After Six Years in Pak Custody, Mumbai's Hamid Nehal Ansari Returns Home to an Emotional Reunion
Over the past six years, the only status update that the Indian authorities had was a "very brief" telephonic conversation that was allowed by the Pakistani authorities between his mother Fauzia Ansari and him last year in November.
It was an emotional reunion for Hamid Nehal Ansari, a young engineer from Mumbai who went missing in 2012 and was later found 'incarcerated' in Pakistan, as he crossed the Wagah border on Tuesday and met his overwhelmed parents.
The fact that Ansari was in detention only came to light when a young Pakistani journalist reported about him and started following his case that turned out to be a real-life 'Veer-Zaara' gone horribly wrong.

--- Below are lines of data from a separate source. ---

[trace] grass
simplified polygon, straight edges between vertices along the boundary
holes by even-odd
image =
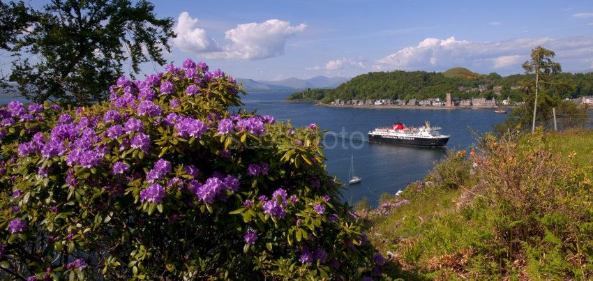
[[[572,171],[587,171],[591,179],[593,130],[550,133],[546,139],[552,152],[560,155],[560,162],[555,165],[568,165]],[[523,240],[506,237],[509,234],[502,234],[501,229],[503,232],[507,229],[510,235],[513,235],[513,231],[520,232],[527,227],[522,227],[520,224],[523,222],[520,221],[516,222],[518,227],[513,227],[515,222],[509,221],[512,214],[497,211],[500,208],[497,206],[502,206],[502,203],[493,203],[492,199],[482,197],[472,197],[469,201],[465,198],[468,194],[466,190],[479,181],[473,179],[475,176],[468,176],[470,179],[467,181],[451,188],[451,184],[446,184],[446,176],[435,175],[452,174],[453,169],[445,169],[444,172],[439,169],[453,165],[455,163],[449,159],[441,163],[440,167],[435,166],[435,172],[426,178],[426,181],[435,181],[434,185],[423,185],[423,188],[416,185],[408,186],[401,197],[408,199],[410,204],[402,205],[386,216],[370,220],[368,234],[371,242],[384,255],[390,254],[388,255],[395,261],[384,277],[405,280],[587,278],[587,274],[593,269],[593,255],[577,248],[578,245],[581,248],[588,245],[588,251],[592,251],[593,236],[590,233],[581,230],[576,234],[582,240],[577,239],[575,248],[575,243],[555,236],[566,237],[568,234],[555,232],[555,228],[546,228],[541,222],[551,218],[546,215],[534,222],[540,230],[543,229],[543,234],[530,233]],[[445,180],[439,183],[435,181],[435,178]],[[560,188],[566,188],[569,192],[568,189],[574,186],[571,184]],[[580,190],[576,192],[590,193],[590,183],[581,183],[579,186]],[[488,196],[487,193],[486,195]],[[580,198],[585,202],[583,206],[587,202],[593,205],[590,197]],[[546,203],[558,204],[553,200]],[[566,206],[568,210],[571,204],[561,202],[559,206]],[[570,225],[592,224],[590,220],[575,218],[576,221],[569,222]],[[582,260],[577,263],[575,257],[581,257]]]

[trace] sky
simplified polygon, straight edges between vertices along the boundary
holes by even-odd
[[[153,3],[158,17],[175,21],[168,61],[204,61],[239,78],[456,66],[506,75],[523,73],[537,45],[555,51],[564,71],[593,70],[592,0]]]

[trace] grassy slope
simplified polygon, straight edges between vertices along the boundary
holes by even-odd
[[[571,162],[574,167],[588,167],[590,176],[593,173],[590,169],[593,131],[550,134],[548,139],[566,165]],[[428,179],[432,180],[430,177]],[[520,278],[538,274],[541,268],[534,269],[525,264],[528,257],[518,259],[516,264],[493,262],[496,259],[492,255],[507,250],[492,241],[499,218],[489,211],[488,204],[480,197],[471,206],[458,206],[463,200],[463,186],[471,186],[472,181],[462,185],[462,188],[435,188],[426,196],[412,196],[410,204],[371,221],[368,231],[371,241],[381,252],[392,253],[392,259],[398,264],[386,273],[389,275],[406,280],[448,280]],[[420,192],[425,192],[426,188]],[[411,185],[407,192],[418,192],[417,189]],[[502,268],[506,272],[501,272]]]

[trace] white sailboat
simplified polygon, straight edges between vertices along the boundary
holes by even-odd
[[[348,178],[350,181],[348,181],[349,184],[354,184],[360,183],[362,180],[361,177],[358,176],[354,176],[354,155],[352,155],[352,160],[350,161],[350,174],[348,175]]]

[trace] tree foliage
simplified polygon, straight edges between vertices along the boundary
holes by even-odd
[[[90,104],[107,98],[124,63],[137,73],[142,63],[165,63],[172,19],[158,19],[141,0],[52,0],[42,8],[22,1],[3,4],[0,47],[17,59],[10,79],[28,99]]]
[[[110,101],[0,109],[0,276],[360,279],[373,247],[326,172],[322,132],[241,112],[190,60]],[[375,269],[375,271],[379,269]]]

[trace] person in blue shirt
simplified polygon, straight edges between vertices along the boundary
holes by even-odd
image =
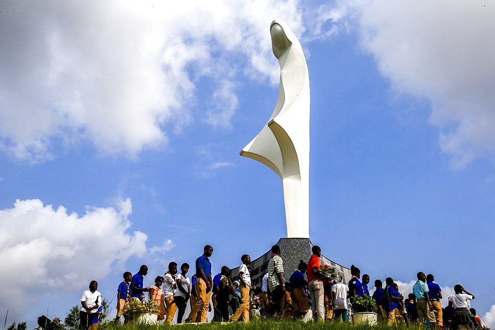
[[[139,271],[134,274],[131,280],[131,298],[143,300],[143,292],[149,291],[149,288],[143,287],[143,277],[148,273],[148,266],[143,265],[139,268]]]
[[[213,278],[213,286],[211,287],[211,303],[213,305],[213,313],[215,315],[217,314],[216,296],[219,289],[220,280],[221,278],[222,278],[222,274],[221,273],[219,273],[215,275],[215,277]]]
[[[117,289],[117,317],[115,317],[115,324],[120,324],[120,317],[122,316],[122,311],[129,303],[129,299],[131,297],[130,282],[132,280],[132,274],[130,272],[126,272],[122,276],[124,277],[124,281],[120,283]],[[127,324],[129,320],[127,319],[124,319],[124,324]]]
[[[361,277],[361,271],[359,269],[352,265],[350,266],[350,274],[352,277],[349,281],[349,297],[350,298],[350,302],[352,303],[354,297],[364,297],[364,291],[363,290],[363,286],[359,281],[359,278]]]
[[[198,299],[194,306],[191,306],[189,316],[184,321],[186,323],[194,322],[196,321],[198,312],[199,314],[200,322],[205,322],[208,308],[210,305],[210,296],[211,294],[211,287],[213,281],[211,279],[211,263],[208,258],[213,253],[213,248],[211,246],[205,246],[202,255],[196,259],[196,284],[195,285]]]
[[[300,260],[297,269],[291,276],[289,282],[293,288],[292,296],[293,306],[294,307],[294,313],[296,318],[301,317],[309,310],[308,305],[308,296],[306,294],[307,282],[304,277],[304,273],[307,268],[307,265],[303,260]]]
[[[442,289],[440,286],[438,285],[433,281],[435,278],[433,275],[429,274],[426,276],[426,285],[428,286],[428,297],[430,298],[430,301],[432,303],[432,307],[433,310],[435,311],[435,318],[436,320],[436,326],[437,328],[441,328],[444,324],[443,317],[442,315],[442,304],[440,303],[440,299],[442,299]]]
[[[401,316],[401,311],[399,311],[397,307],[398,301],[404,299],[404,297],[398,291],[394,289],[394,280],[392,278],[387,278],[385,279],[385,283],[387,286],[385,287],[382,305],[387,313],[388,323],[391,325],[394,323],[398,317]]]
[[[361,283],[363,286],[363,291],[365,295],[369,295],[370,291],[368,290],[368,285],[370,283],[370,276],[367,274],[363,275],[363,282]]]
[[[409,320],[413,323],[418,323],[418,311],[416,309],[416,296],[414,293],[409,293],[406,309]]]
[[[382,306],[382,302],[383,301],[383,294],[385,292],[382,288],[383,286],[383,283],[382,283],[381,281],[380,280],[375,280],[375,288],[376,289],[375,289],[375,292],[373,293],[371,297],[376,301],[376,310],[378,317],[382,320],[384,320],[387,318],[387,315],[385,314],[385,311]]]

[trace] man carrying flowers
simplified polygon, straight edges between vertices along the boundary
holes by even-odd
[[[318,315],[318,322],[325,321],[325,300],[323,290],[323,279],[320,273],[321,249],[317,245],[311,248],[313,254],[309,258],[307,265],[308,288],[313,303],[311,309],[304,315],[303,321],[307,322],[315,313]]]

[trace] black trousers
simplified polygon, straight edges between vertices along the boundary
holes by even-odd
[[[273,304],[268,311],[268,315],[273,316],[275,313],[278,313],[279,317],[284,316],[284,305],[285,304],[285,291],[282,290],[282,285],[277,286],[272,292],[272,301]]]
[[[186,298],[181,295],[174,295],[174,301],[177,306],[177,324],[182,323],[182,319],[184,317],[184,313],[186,312],[186,306],[187,306],[187,301]]]

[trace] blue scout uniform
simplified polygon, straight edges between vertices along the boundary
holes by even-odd
[[[382,301],[383,301],[383,294],[385,293],[385,290],[383,288],[377,288],[375,292],[373,293],[372,298],[376,301],[376,304],[381,305]]]
[[[387,290],[389,291],[388,293]],[[383,301],[382,301],[383,308],[387,312],[393,311],[398,306],[398,300],[393,298],[392,296],[399,297],[400,296],[400,293],[399,293],[398,291],[394,289],[394,287],[388,284],[387,288],[385,289],[385,292],[383,295]]]
[[[136,288],[143,289],[143,275],[141,275],[141,273],[138,272],[137,274],[134,274],[134,276],[132,277],[131,284],[134,284],[134,287]],[[143,297],[141,296],[141,291],[133,289],[132,286],[131,287],[131,296],[136,297],[140,300],[143,300]]]

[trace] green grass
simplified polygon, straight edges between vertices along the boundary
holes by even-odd
[[[351,329],[352,330],[361,330],[364,329],[376,329],[377,330],[419,330],[427,329],[421,328],[417,326],[406,327],[405,324],[399,324],[389,326],[386,324],[379,323],[376,326],[370,327],[366,325],[357,325],[353,324],[344,324],[337,322],[326,321],[324,323],[311,322],[303,323],[300,321],[292,321],[289,320],[274,320],[254,319],[250,322],[244,323],[241,322],[229,322],[228,323],[206,323],[201,324],[181,324],[168,325],[159,324],[154,326],[146,326],[144,325],[135,325],[129,324],[125,326],[114,325],[113,323],[108,323],[100,325],[99,329],[101,330],[157,330],[165,328],[175,328],[181,330],[227,330],[235,329],[239,330],[259,330],[260,329],[278,329],[280,330],[304,330],[314,329],[315,330],[338,330],[340,329]]]

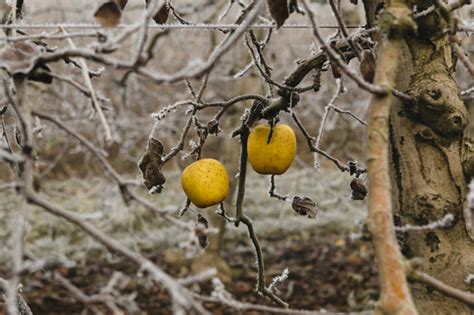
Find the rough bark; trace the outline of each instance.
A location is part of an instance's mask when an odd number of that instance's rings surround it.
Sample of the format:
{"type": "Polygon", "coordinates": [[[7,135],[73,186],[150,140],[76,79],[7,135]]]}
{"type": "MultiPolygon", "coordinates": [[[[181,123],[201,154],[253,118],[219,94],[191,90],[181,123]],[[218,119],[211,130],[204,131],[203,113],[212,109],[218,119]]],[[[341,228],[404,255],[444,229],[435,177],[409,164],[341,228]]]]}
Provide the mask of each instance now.
{"type": "MultiPolygon", "coordinates": [[[[377,1],[365,1],[374,25],[377,1]]],[[[431,5],[417,3],[418,10],[431,5]]],[[[474,242],[466,229],[463,202],[472,175],[470,142],[463,139],[468,114],[453,78],[455,56],[446,21],[434,13],[417,20],[416,35],[405,35],[400,49],[399,90],[414,101],[393,99],[390,109],[393,204],[397,224],[426,224],[451,213],[452,226],[400,235],[406,257],[420,257],[420,269],[469,291],[464,279],[474,270],[474,242]],[[467,149],[466,149],[467,148],[467,149]],[[464,167],[463,167],[464,164],[464,167]]],[[[375,82],[377,83],[377,82],[375,82]]],[[[413,284],[420,314],[471,314],[467,305],[413,284]]]]}

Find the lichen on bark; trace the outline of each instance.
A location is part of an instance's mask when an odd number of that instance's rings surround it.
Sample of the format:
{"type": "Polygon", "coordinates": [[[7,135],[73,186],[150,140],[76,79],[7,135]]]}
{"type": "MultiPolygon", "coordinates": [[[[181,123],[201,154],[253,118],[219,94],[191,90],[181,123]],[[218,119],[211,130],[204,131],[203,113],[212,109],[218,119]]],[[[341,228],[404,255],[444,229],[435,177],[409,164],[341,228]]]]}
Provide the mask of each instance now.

It was in 2015 that Pakistan admitted to having Ansari in their custody. He was summarily put through proceeds in a military court as he was accused of espionage despite his family, back in India, crying helplessly that their son had probably crossed over from Afghanistan to meet a woman he befriended online and then fell in love with.
It's been an uphill task for the family and the authorities in getting Ansari back. Ninety-six requests for consular access were rejected by Pakistan. Over the past six years, the only status update that the Indian authorities had was a "very brief" telephonic conversation that was allowed by the Pakistani authorities between his mother Fauzia Ansari and him last year in November after much pressure from the Ministry of External Affairs, said a source.
Sources, whom News18 spoke with, also noted with much regret that despite Ansari having already stayed three years in confinement from 2012 to 2015, the opaque military court did not take into consideration his time spent in prison. He was awarded a three-year jail term in December 2015 and ended up spending a total of six years in prison. One source pointed out that he was moved from a Peshawar jail to one in Khyber Pakhtunkhwa recently.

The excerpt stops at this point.